Esta caída en los rendimientos ha debilitado significativamente al dólar, llevando al DXY a niveles cercanos a 97.60, un soporte técnico clave. La pregunta central ahora es si este índice podría romper la tendencia alcista de largo plazo establecida desde la crisis subprime, un escenario que implicaría una devaluación sostenida del dólar. Si esto ocurriera, los precios de los commodities, como el oro y el petróleo, podrían dispararse debido a su relación inversa con el dólar, beneficiando a productores pero aumentando costos globales.
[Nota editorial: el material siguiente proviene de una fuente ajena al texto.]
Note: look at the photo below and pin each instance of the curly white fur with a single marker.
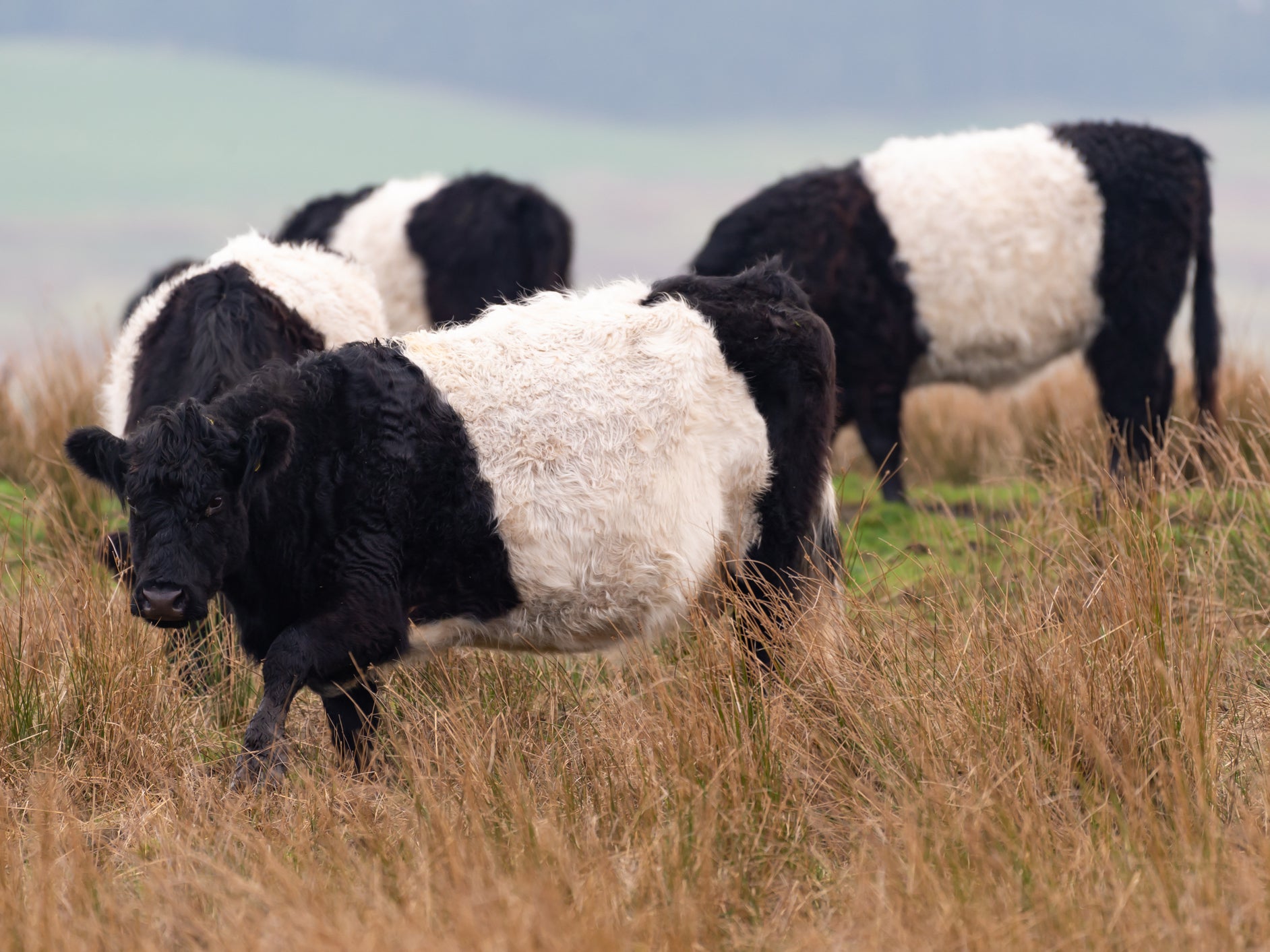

Asimismo, las divisas de países emergentes, históricamente presionadas por un dólar fuerte, podrían fortalecerse, aliviando deudas en moneda extranjera pero generando desafíos para sus exportaciones.
El impacto del discurso de Powell sugiere que el DXY enfrenta un momento definitorio. Una ruptura bajista podría reconfigurar las dinámicas de los mercados globales, aunque dependerá de datos económicos futuros y la consistencia de la política monetaria de la Fed.
(Nota: El gráfico adjunto muestra la evolución del DXY desde 1977, destacando la tendencia post-subprime y los niveles actuales tras el discurso de Powell.)